There is NOTHING wrong with bands covering material they like. A lot of the greats, however, performed covers they weren't crazy about (Beatles, Elvis, and Zep, to name a few). Despite this fact, the really enduring artists had one thing in common: The majority of the time, they did music THEY believed in without giving a fuck what anyone else thought about it. For that reason, the music was REAL.
The best a band can hope for is to do what they love and be fortunate enough to have others love it too. If you spend too long trying to give other people what you think they want, your own songs become empty and meaningless. If the greats had always tried to give people "what they want," bands like Tool, Rush, Yes, Faith No More, and, the mighty Zepplin would never have lasted. They were oddballs, non-conformists, and non-radio friendly....and they spanned the genre of Album Oriented Rock and the migration to FM (right JP?).
In 20 years, people will still listen to Zepplin. In 5, nobody will remember Avril Lavigne. Why? Because one group is real, while the other"artist" is a corporately-engineered product giving fan demographics what record companies think "the people want."
grimmbass wrote:
In 20 years, people will still listen to Zepplin. In 5, nobody will remember Avril Lavigne. Why?
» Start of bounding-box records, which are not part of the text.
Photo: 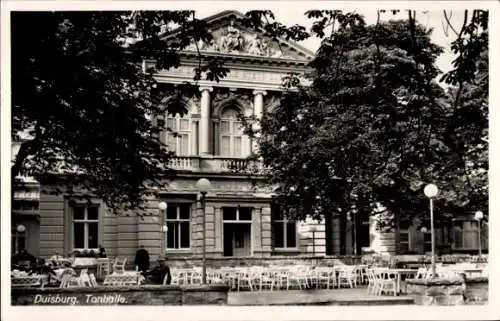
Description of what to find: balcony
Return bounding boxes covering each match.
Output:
[169,155,260,174]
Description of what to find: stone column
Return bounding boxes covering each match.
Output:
[252,207,262,256]
[260,205,272,256]
[214,207,224,255]
[251,90,267,152]
[198,87,213,155]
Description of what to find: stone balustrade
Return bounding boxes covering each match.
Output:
[169,156,254,173]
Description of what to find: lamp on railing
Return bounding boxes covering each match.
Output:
[424,184,439,278]
[474,211,484,260]
[158,201,168,258]
[16,224,26,233]
[196,178,212,284]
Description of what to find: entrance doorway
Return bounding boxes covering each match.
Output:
[356,212,370,255]
[222,207,252,256]
[224,223,252,256]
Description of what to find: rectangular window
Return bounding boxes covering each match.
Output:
[11,228,26,254]
[167,117,191,156]
[453,221,488,250]
[399,230,410,254]
[222,207,252,223]
[220,120,231,133]
[271,206,297,249]
[232,136,242,157]
[166,203,191,249]
[73,205,99,250]
[220,136,231,156]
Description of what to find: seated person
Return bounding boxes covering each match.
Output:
[142,261,172,285]
[11,249,36,271]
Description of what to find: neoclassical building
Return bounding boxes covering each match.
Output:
[16,11,487,261]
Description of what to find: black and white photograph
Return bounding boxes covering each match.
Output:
[1,1,500,321]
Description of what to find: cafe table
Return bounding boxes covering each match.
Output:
[378,268,418,294]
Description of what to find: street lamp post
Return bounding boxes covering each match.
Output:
[474,211,484,260]
[196,178,211,284]
[158,202,168,258]
[424,184,439,278]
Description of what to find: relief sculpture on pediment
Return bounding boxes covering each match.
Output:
[219,23,245,52]
[186,22,289,58]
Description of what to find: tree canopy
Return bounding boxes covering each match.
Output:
[248,11,488,225]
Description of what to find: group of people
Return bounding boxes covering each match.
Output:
[11,245,172,284]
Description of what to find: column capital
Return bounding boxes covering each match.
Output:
[199,86,214,92]
[253,89,267,96]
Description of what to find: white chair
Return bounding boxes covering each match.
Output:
[338,265,358,288]
[286,270,308,290]
[366,269,377,294]
[375,270,397,296]
[237,271,255,291]
[315,269,337,289]
[259,272,276,291]
[113,257,127,273]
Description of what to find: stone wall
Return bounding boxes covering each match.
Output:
[11,285,229,305]
[406,278,465,305]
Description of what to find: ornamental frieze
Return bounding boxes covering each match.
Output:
[186,22,294,58]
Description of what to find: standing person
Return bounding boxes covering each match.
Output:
[135,245,149,272]
[143,260,172,285]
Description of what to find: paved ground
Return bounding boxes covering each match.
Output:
[228,288,413,305]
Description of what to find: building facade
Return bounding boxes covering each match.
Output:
[13,11,487,261]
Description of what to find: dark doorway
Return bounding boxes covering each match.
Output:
[223,223,252,256]
[356,212,370,255]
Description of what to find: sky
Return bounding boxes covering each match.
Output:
[196,6,464,76]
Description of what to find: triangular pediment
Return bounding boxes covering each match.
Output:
[164,11,314,61]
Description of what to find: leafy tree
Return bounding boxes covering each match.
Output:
[248,11,487,238]
[11,11,307,209]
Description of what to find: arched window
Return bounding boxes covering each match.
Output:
[220,108,243,157]
[166,114,191,156]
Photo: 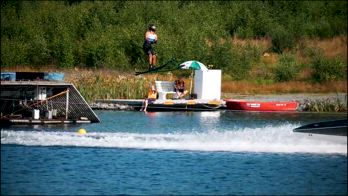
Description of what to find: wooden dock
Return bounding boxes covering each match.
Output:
[0,76,100,124]
[91,99,226,111]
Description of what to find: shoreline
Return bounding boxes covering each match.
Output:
[90,93,347,113]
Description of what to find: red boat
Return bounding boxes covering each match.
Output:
[225,99,299,111]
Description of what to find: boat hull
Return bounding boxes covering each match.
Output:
[225,99,299,111]
[294,120,348,136]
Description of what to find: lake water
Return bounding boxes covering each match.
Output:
[1,111,347,195]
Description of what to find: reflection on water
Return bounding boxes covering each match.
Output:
[1,111,347,154]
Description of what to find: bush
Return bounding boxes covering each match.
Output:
[274,55,299,82]
[311,56,347,83]
[270,26,295,54]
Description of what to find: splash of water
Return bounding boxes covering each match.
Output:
[1,124,347,154]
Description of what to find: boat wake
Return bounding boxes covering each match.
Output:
[1,124,347,154]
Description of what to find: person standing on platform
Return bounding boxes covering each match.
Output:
[143,24,158,69]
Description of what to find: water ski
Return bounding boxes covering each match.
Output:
[135,66,163,76]
[135,58,175,76]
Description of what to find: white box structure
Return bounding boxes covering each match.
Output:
[194,69,221,100]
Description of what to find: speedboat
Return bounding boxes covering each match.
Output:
[293,119,347,136]
[225,99,299,111]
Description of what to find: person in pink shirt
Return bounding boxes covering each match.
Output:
[143,24,157,69]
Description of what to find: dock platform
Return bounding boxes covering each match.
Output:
[0,72,100,124]
[91,99,226,111]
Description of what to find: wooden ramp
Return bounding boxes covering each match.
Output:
[91,99,226,111]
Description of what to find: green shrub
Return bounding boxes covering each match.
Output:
[311,56,347,83]
[274,54,299,82]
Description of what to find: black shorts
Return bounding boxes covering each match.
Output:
[143,41,156,55]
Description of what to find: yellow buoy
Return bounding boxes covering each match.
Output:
[77,129,87,134]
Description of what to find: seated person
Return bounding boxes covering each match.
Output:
[174,79,188,99]
[140,85,157,113]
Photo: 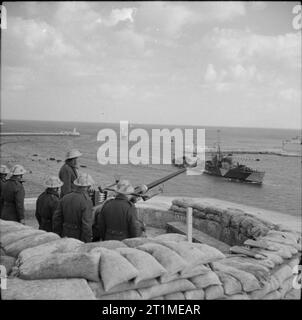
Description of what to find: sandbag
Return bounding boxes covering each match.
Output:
[265,238,298,258]
[164,292,186,300]
[204,285,224,300]
[155,241,224,268]
[88,279,158,298]
[216,271,242,296]
[284,289,301,300]
[159,272,180,283]
[183,289,205,300]
[154,233,187,242]
[19,251,101,281]
[221,259,270,283]
[1,278,95,300]
[5,232,60,257]
[226,293,250,300]
[0,223,32,235]
[274,265,293,284]
[230,246,263,259]
[228,255,275,269]
[249,276,280,300]
[17,238,83,265]
[244,238,278,251]
[0,255,16,275]
[172,198,194,208]
[137,242,188,274]
[179,265,211,278]
[213,262,262,292]
[193,243,225,264]
[267,230,301,243]
[265,235,301,254]
[262,291,281,300]
[98,290,142,300]
[0,228,46,250]
[116,247,167,283]
[95,248,139,291]
[189,271,221,289]
[169,204,187,214]
[77,240,127,252]
[278,277,294,299]
[122,237,153,248]
[138,279,195,300]
[248,249,284,265]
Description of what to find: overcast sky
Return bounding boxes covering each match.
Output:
[1,2,301,128]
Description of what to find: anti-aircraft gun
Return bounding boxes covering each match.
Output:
[90,168,187,206]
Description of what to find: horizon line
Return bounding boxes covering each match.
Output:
[1,119,302,130]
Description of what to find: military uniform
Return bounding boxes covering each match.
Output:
[0,177,6,218]
[53,190,92,242]
[1,176,25,222]
[36,188,59,232]
[59,163,78,198]
[93,194,142,241]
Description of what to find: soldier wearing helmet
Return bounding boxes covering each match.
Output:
[53,173,94,242]
[0,164,9,217]
[59,149,82,198]
[1,164,26,224]
[92,180,143,241]
[36,176,63,232]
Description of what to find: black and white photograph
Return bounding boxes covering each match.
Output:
[0,1,302,308]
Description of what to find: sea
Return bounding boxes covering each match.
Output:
[1,120,302,216]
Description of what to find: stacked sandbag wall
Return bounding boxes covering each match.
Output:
[169,198,276,246]
[0,215,301,300]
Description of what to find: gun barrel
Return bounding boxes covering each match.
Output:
[147,168,187,190]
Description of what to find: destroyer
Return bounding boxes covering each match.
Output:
[204,144,265,184]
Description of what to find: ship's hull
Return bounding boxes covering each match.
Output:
[283,142,302,154]
[204,167,264,184]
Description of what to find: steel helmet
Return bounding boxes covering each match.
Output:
[44,176,63,188]
[0,164,9,174]
[73,172,95,187]
[65,149,82,160]
[115,180,134,194]
[10,164,26,176]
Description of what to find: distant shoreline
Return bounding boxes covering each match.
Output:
[1,119,302,132]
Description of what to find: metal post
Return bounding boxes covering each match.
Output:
[187,207,193,243]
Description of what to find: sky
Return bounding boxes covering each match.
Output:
[1,1,301,128]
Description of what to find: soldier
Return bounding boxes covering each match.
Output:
[1,164,26,224]
[59,149,82,198]
[36,176,63,232]
[0,164,9,217]
[53,173,94,242]
[92,180,142,241]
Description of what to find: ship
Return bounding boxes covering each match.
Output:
[204,144,265,184]
[282,136,302,155]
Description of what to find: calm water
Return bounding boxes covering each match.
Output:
[1,121,301,215]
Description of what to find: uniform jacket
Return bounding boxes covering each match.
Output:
[0,177,6,217]
[36,189,59,232]
[53,190,92,242]
[1,176,25,222]
[93,194,142,241]
[59,163,78,198]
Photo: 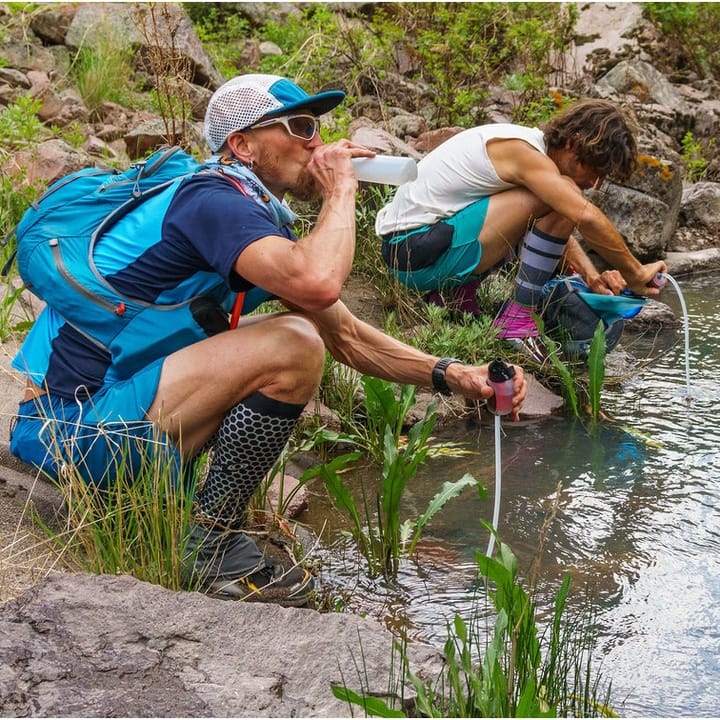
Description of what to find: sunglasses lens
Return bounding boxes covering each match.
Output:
[288,115,317,140]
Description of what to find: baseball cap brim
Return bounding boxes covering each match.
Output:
[267,78,345,117]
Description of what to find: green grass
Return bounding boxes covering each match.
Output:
[332,542,617,718]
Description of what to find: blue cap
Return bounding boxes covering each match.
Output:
[205,75,345,152]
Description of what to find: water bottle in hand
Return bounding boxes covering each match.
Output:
[352,155,417,185]
[488,358,515,415]
[648,273,667,290]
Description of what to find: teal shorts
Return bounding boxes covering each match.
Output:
[383,197,490,292]
[10,358,181,488]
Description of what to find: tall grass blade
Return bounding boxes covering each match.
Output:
[588,321,607,420]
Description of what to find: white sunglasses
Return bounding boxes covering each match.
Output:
[248,115,320,142]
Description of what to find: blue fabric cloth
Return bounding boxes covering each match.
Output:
[11,163,295,485]
[543,275,647,325]
[388,197,490,292]
[578,292,647,325]
[10,358,174,488]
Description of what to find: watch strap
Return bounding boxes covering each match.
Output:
[432,358,462,395]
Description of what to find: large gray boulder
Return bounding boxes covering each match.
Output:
[0,575,440,717]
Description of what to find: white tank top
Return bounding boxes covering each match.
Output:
[375,123,547,235]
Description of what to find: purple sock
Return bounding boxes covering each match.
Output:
[493,300,540,340]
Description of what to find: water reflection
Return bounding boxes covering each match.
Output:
[310,277,720,717]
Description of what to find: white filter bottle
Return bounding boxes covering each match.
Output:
[352,155,417,185]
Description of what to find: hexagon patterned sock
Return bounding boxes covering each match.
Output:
[195,392,305,530]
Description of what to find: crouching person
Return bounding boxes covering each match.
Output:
[11,75,526,605]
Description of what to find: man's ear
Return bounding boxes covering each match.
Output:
[225,132,252,165]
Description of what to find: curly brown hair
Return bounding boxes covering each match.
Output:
[543,98,638,182]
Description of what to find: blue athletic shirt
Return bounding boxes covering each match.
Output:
[12,174,296,398]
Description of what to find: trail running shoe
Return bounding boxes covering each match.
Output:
[205,563,315,607]
[505,337,550,365]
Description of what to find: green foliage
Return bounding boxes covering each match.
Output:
[0,95,43,147]
[301,377,477,580]
[332,543,617,718]
[183,3,248,78]
[680,130,715,182]
[189,3,577,126]
[643,2,720,79]
[588,321,607,420]
[70,28,138,117]
[35,438,198,590]
[400,304,504,363]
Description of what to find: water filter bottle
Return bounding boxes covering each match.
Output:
[488,358,515,415]
[648,273,667,290]
[352,155,417,185]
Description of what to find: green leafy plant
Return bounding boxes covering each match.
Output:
[34,428,194,590]
[301,377,477,580]
[680,130,715,182]
[70,27,133,117]
[643,2,720,78]
[0,95,43,147]
[332,542,617,717]
[588,322,607,421]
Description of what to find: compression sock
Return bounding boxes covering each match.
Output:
[190,392,305,578]
[493,228,567,339]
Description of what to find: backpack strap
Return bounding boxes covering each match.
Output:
[219,172,249,330]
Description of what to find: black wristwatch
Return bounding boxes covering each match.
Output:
[432,358,462,395]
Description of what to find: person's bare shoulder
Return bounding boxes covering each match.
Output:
[487,138,557,185]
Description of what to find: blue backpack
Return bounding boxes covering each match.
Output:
[3,147,259,377]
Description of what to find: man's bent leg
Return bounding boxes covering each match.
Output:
[495,228,567,339]
[186,393,304,583]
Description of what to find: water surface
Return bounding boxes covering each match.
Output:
[306,276,720,717]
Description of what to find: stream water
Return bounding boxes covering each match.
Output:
[311,276,720,717]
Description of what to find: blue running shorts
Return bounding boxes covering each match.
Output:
[388,197,490,292]
[10,358,180,488]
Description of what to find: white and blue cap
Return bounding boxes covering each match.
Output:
[205,75,345,152]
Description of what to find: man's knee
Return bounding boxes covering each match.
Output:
[266,313,325,380]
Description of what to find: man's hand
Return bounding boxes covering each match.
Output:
[445,363,527,420]
[628,260,667,296]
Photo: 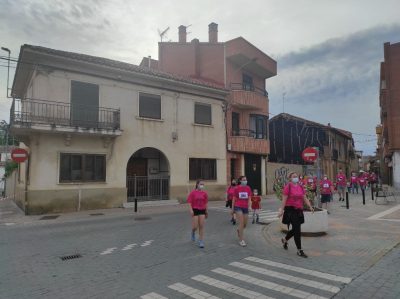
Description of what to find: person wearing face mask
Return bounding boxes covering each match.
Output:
[278,172,314,258]
[251,189,261,224]
[225,179,237,225]
[232,176,252,247]
[320,174,335,214]
[187,181,208,248]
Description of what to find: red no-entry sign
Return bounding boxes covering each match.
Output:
[11,148,28,163]
[301,147,318,162]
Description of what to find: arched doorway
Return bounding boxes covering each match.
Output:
[126,147,169,201]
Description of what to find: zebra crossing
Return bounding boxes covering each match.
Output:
[140,257,352,299]
[208,207,279,224]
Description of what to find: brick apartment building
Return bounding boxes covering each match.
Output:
[141,23,277,194]
[376,42,400,188]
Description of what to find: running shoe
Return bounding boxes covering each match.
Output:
[239,240,247,247]
[190,231,196,242]
[199,240,204,248]
[297,249,308,258]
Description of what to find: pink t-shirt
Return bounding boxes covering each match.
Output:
[320,180,332,194]
[226,186,236,200]
[234,185,253,209]
[283,183,305,210]
[336,173,347,186]
[188,190,208,210]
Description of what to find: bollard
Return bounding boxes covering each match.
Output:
[361,188,365,205]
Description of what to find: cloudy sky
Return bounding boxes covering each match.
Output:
[0,0,400,154]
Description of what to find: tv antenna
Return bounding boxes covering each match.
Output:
[157,26,169,42]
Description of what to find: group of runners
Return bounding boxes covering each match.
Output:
[187,176,261,248]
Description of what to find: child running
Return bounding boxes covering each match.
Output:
[187,181,208,248]
[251,189,261,224]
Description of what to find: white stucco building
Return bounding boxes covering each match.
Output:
[10,45,227,214]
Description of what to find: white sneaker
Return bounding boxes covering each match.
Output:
[239,240,247,247]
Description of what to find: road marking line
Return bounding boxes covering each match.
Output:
[169,283,221,299]
[192,275,274,299]
[100,247,117,255]
[229,262,340,293]
[140,240,154,247]
[121,244,137,250]
[245,257,352,283]
[367,205,400,220]
[211,268,327,299]
[140,292,168,299]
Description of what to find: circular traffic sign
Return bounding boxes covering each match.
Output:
[11,148,28,163]
[301,147,318,162]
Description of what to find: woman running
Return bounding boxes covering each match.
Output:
[187,181,208,248]
[232,176,252,246]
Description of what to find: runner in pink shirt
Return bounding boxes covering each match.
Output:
[336,168,347,201]
[278,172,314,257]
[225,179,237,225]
[320,174,335,214]
[187,181,208,248]
[350,172,358,194]
[232,176,253,246]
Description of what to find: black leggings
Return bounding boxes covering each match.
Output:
[285,221,301,249]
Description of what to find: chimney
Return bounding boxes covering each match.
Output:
[178,25,186,44]
[208,22,218,44]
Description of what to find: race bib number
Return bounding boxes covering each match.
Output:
[239,192,249,199]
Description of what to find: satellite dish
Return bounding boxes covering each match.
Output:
[157,26,169,42]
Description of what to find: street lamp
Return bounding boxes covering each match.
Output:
[1,47,11,98]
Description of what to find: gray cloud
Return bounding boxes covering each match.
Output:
[267,24,400,154]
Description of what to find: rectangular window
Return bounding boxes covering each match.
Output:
[139,92,161,119]
[60,153,106,183]
[71,81,99,128]
[242,74,254,91]
[232,112,240,136]
[194,103,211,125]
[250,115,268,139]
[189,158,217,181]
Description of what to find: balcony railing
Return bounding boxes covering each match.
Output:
[232,129,267,139]
[10,99,120,130]
[231,83,268,97]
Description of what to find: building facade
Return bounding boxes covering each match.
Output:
[376,43,400,189]
[141,23,277,194]
[10,45,228,214]
[268,113,358,183]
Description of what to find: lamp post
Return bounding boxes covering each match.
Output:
[1,47,11,98]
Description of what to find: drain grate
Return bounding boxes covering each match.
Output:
[133,216,151,221]
[60,253,82,261]
[39,215,60,220]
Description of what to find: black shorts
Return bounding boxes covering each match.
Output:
[193,209,206,216]
[321,194,332,203]
[225,200,232,209]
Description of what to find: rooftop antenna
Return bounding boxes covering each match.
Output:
[157,26,169,42]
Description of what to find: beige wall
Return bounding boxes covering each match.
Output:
[18,71,226,212]
[266,162,303,194]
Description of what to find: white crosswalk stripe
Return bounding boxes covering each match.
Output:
[229,262,340,293]
[169,283,221,299]
[141,257,352,299]
[245,257,352,283]
[192,275,273,299]
[140,292,168,299]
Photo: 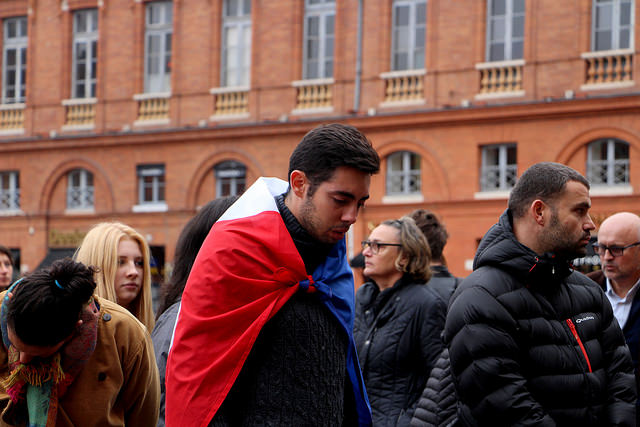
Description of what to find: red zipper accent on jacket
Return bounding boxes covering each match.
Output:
[567,319,593,372]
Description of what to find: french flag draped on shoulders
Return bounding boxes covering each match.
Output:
[165,178,371,427]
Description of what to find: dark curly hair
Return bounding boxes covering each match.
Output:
[7,258,96,347]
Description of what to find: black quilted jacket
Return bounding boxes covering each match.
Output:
[444,210,636,427]
[353,279,446,427]
[411,347,457,427]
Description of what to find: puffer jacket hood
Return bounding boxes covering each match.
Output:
[473,209,572,290]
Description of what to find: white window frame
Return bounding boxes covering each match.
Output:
[0,171,20,213]
[220,0,251,87]
[485,0,526,62]
[480,144,518,192]
[67,169,95,211]
[137,164,166,205]
[2,16,28,104]
[213,160,247,197]
[302,0,336,80]
[144,1,173,93]
[71,8,98,98]
[385,151,422,196]
[587,138,631,187]
[591,0,635,52]
[391,0,427,71]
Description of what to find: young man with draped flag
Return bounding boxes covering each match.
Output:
[166,124,380,427]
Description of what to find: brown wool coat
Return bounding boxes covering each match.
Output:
[0,292,160,427]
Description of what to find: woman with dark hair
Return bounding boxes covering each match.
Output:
[354,217,446,426]
[0,245,13,291]
[151,196,238,426]
[0,258,159,426]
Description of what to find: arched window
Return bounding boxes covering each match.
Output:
[67,169,94,210]
[587,138,629,186]
[213,160,247,197]
[387,151,421,196]
[480,144,518,191]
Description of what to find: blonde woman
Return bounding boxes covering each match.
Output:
[74,222,155,332]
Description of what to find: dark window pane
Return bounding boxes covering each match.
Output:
[491,0,507,16]
[396,6,409,27]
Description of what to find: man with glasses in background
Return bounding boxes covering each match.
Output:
[587,212,640,420]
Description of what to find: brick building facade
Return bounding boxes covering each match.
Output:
[0,0,640,288]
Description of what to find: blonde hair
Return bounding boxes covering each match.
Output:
[382,216,431,283]
[73,222,155,332]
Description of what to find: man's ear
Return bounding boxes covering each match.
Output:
[289,169,309,199]
[530,199,550,226]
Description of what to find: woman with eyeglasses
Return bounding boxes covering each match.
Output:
[354,217,446,426]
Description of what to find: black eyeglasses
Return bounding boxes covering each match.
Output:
[593,242,640,257]
[362,240,402,254]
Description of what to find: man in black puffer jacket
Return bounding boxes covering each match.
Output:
[444,163,636,427]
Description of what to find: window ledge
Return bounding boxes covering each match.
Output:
[0,209,24,216]
[380,68,427,80]
[62,98,98,106]
[474,90,524,101]
[382,193,424,204]
[475,59,525,70]
[131,203,169,213]
[61,123,96,132]
[209,86,249,95]
[133,119,171,126]
[0,128,24,136]
[589,184,633,196]
[64,208,96,215]
[580,80,636,91]
[291,78,335,87]
[580,49,634,59]
[378,99,427,108]
[291,107,333,116]
[473,190,511,200]
[133,92,171,101]
[209,113,251,122]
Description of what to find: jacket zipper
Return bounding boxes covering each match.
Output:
[567,319,593,372]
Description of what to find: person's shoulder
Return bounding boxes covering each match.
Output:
[151,301,180,338]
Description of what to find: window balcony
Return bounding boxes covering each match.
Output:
[62,98,97,130]
[475,59,524,99]
[380,69,426,106]
[292,79,334,114]
[133,92,171,126]
[580,49,634,90]
[209,86,249,120]
[0,103,25,135]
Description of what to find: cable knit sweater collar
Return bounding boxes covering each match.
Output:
[275,193,333,274]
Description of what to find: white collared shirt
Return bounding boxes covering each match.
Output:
[605,278,640,328]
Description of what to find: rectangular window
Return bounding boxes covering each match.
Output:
[71,9,98,98]
[302,0,336,80]
[486,0,524,62]
[138,164,165,205]
[2,17,27,104]
[387,151,421,196]
[391,0,427,71]
[591,0,635,51]
[0,171,20,211]
[480,144,518,191]
[67,169,94,210]
[221,0,251,87]
[144,1,173,93]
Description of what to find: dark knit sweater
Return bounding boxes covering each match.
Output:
[210,196,355,426]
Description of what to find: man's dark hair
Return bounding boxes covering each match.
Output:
[288,123,380,195]
[0,245,15,265]
[7,258,96,347]
[409,209,449,262]
[156,196,238,319]
[509,162,590,218]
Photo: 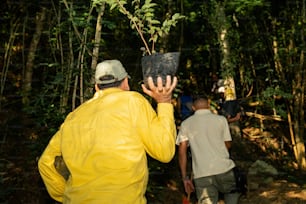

Because one group is real, while the other"artist" is a corporately-engineered product giving fan demographics what record companies think "the people want."
I agree with just about everything you said, Kent. But to play devil's advocate, could it be that people from Zepplin's era were more open-minded or more dedicated as fans than many of the people who listen to the radio nowadays? Perhaps people's attention spans have truly gone out the window. Again, I agree that much of the music now on mainstream radio is throwaway trash, but perhaps it's like that because that's what people want supplied to them, not the other way around. I suppose that it would be difficult to really test that hypothesis, though.
"He's the electric horseman, you better back off!" - old sKool making a reference to the culturally relevant 1979 film.
I think the main difference between mainstream radio prior to the mid 80's is that most record companies were owned by individuals, not shareholders. People who owned record companies backed artists they liked, not ones who would always mean instant return on investment. This "love of music" mentality is alive and well, thank God, in indie music.[/quote]
if this were the kind of stuff you did, I'd consider the person more of an entertainer than a musician.. that's like backstreet boys kind of crap...
if you are a real musician in a real band.. 10-1 if you're doing something you don't wanna do, you're not gonna be completely happy... although I will say there is some flexibility to this kind of thing...
take for instance, John Mayer.. when he first came out he was doing pop kind of stuff... was this what he wanted to do, not completely sure... but soon as he got his money, he started doing what he really wanted.. blues n'at... heck he toured with Herbie hancock.. not sure what he's doing now, whether it's more blues or if he's doing pop again...
if it were that kind of situation, playing music I didn't hate, but didn't love I could do it for a while... even some of my favorite bands (guster, the slip) have songs that were wildly popular that boosted their followings, but now they all but refuse to do those songs... could I do something like that.. like I said, probably for a little while.. but for me, it's never about the money.. it's more about the music...
Interestingly enough, I'll be leaving later this afternoon for Harrisburg to attend the annual Millennium Music Conference this weekend. And this general topic is guaranteed to surface during at least a few of the panel discussions.
I think Grimmbass hit the nail on the head on several fronts. During the panels at Millennium, the music industry panelists usually always tell musicians to stick by their music and do what's honest and in their hearts, rather than chase trends and try to anticipate what the national music industry is looking for next.
And I think that applies to cover songs as well. I think there is a big difference between bands and musicians who do covers because they genuinely love the material they are covering, and bands and musicians doing covers of "trendy" songs and hits they anticipate audiences might want to hear. The former category almost always sinks heart and soul into what they perform, and it is real; the latter category can often sound hollow and uninspired if they don't honestly believe in the material they're performing.